Mohammad Ramdhan Pomanto, the Mayor of Makassar, Indonesia, said that his city is pitching itself as the logistics hub of Indonesia. It is well located within the vast Indonesian archipelago, so that “if you live in Makassar, you can go anywhere”, he argued.
However, Pomanto noted that the big problem for Makassar is that, while it is growing at 9.23% per year, infrastructure is not following economic growth. Secondary cities in Indonesia struggle to get investment from central government, which is too bureaucratic and slow. Public-private partnerships help, but the city still needs much more investment, he said.
Li Tie of the China Center for Urban Development said that subsidiary cities in China are being supported as a way to alleviate pressure on the main cities in the country. Shanghai has 9 million commuters coming into the city each day, swelling its population to 20 million in total. The government is looking to divert as many people as possible into secondary cities so that Shanghai and others are not completely overwhelmed.

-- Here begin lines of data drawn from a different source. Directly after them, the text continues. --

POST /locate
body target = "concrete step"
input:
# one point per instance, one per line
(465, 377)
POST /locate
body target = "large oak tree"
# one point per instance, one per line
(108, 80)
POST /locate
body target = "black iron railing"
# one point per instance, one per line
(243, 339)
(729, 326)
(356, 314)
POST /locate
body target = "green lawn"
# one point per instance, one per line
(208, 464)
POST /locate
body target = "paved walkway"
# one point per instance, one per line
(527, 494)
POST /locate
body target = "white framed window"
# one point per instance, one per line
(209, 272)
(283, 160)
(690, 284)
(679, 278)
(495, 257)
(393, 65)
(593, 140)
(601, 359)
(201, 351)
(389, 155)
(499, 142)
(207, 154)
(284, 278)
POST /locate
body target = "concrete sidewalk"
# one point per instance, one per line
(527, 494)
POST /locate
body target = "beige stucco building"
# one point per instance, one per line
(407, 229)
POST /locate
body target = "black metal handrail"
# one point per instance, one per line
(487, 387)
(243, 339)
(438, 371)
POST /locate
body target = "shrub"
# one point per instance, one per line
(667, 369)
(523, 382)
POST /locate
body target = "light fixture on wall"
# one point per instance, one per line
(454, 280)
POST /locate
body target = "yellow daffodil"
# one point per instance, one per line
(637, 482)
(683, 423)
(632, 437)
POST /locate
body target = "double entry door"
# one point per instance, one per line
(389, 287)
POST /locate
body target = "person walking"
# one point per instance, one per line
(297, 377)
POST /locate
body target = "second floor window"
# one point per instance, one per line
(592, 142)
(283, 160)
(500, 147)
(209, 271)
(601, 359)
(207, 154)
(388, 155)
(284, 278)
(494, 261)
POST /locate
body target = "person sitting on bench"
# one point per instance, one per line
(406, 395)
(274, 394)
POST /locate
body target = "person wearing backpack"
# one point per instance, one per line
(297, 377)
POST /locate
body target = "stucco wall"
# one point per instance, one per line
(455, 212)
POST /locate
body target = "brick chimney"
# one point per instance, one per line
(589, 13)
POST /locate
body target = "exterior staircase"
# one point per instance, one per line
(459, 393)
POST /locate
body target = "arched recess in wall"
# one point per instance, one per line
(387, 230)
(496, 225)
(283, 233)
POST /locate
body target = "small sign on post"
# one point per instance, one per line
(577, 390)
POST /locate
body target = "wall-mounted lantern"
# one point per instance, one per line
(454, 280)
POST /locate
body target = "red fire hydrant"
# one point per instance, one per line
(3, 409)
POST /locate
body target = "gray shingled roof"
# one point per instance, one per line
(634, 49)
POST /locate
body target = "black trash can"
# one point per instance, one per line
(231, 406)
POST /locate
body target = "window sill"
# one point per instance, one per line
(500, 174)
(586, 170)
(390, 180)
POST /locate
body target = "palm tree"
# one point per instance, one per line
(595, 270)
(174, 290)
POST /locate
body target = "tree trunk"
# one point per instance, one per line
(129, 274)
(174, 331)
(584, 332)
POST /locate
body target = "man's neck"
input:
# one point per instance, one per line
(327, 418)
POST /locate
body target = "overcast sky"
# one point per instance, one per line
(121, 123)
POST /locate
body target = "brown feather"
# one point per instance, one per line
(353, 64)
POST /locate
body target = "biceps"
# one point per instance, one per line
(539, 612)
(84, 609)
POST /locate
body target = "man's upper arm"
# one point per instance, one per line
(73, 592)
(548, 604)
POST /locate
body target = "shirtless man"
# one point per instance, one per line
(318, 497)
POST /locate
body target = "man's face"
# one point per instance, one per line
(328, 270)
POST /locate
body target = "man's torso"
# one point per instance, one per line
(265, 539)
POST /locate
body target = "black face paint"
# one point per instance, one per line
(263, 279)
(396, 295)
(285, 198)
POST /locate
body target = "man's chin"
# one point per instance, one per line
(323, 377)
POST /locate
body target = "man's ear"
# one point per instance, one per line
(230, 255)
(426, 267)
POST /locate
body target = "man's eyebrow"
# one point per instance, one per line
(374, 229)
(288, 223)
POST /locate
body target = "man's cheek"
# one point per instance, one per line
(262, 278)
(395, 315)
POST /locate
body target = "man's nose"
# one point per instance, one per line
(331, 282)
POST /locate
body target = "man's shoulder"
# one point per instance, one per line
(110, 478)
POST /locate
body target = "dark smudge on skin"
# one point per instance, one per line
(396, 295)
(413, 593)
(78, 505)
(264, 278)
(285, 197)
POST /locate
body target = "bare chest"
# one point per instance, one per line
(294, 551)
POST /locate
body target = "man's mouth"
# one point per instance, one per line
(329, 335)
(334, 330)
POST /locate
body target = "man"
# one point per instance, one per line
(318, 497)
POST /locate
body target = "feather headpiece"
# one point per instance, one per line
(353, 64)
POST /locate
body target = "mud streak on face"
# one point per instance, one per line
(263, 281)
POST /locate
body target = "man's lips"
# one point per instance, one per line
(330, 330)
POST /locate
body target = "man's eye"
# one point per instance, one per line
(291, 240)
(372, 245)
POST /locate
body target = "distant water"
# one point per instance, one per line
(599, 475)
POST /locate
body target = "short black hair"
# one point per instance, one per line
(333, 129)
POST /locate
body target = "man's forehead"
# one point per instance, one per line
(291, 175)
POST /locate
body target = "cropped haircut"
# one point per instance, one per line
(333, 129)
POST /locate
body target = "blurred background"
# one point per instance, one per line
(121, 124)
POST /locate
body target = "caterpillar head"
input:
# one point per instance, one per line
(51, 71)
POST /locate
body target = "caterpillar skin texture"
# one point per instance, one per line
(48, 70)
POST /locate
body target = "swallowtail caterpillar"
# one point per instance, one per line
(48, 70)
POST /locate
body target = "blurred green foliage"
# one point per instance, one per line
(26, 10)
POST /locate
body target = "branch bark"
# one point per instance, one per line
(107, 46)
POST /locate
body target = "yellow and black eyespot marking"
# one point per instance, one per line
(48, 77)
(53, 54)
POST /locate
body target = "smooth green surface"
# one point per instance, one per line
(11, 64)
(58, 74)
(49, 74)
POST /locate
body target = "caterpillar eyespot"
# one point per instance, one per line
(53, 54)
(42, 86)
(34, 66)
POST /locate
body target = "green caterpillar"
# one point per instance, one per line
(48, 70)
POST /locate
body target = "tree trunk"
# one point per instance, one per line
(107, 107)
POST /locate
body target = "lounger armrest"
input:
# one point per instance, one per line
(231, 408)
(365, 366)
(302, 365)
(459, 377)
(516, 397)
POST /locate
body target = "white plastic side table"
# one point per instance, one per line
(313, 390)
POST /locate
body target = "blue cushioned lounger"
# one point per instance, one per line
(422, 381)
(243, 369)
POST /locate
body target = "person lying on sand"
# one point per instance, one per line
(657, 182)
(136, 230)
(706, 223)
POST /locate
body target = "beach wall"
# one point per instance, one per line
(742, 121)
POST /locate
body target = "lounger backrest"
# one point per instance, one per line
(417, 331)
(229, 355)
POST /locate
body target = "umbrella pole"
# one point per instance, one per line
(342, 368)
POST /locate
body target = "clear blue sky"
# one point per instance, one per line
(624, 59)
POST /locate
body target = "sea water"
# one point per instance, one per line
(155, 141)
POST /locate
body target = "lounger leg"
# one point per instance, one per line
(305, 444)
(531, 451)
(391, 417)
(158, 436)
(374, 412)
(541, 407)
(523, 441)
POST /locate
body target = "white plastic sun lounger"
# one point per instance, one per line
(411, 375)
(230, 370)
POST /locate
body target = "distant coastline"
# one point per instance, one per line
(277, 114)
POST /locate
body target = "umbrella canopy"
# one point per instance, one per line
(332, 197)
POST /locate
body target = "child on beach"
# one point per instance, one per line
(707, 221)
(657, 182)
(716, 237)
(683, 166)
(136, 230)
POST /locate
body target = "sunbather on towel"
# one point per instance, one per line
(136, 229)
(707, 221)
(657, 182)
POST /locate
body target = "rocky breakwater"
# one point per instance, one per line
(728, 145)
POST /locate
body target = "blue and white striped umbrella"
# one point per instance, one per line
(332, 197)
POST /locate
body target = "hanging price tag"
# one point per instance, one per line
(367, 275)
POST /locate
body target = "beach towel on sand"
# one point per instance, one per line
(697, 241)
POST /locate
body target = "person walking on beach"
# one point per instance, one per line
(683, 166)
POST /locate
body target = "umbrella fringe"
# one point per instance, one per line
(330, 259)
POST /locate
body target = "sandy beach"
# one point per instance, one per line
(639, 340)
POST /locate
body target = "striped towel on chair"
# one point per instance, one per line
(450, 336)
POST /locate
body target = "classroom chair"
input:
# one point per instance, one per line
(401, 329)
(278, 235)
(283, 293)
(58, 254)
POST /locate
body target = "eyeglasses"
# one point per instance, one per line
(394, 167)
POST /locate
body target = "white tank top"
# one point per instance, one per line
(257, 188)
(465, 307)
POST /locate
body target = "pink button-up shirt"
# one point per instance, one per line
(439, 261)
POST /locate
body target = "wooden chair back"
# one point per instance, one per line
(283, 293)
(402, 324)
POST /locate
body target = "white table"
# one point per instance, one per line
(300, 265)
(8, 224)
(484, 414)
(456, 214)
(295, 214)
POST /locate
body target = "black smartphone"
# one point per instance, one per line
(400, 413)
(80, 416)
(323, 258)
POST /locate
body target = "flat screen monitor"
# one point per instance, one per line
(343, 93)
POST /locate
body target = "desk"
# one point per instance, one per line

The Indian government has not, previously, taken the same approach, said Ajit Gulabchand of the Hindustan Construction Company. The government “romanticized” rural areas and did not support the development of secondary cities. Now, however, “the government has recognized that urbanization is essential, like China did two decades ago.” He concluded that India has now started making its cities “more livable and centers of manufacturing and services.”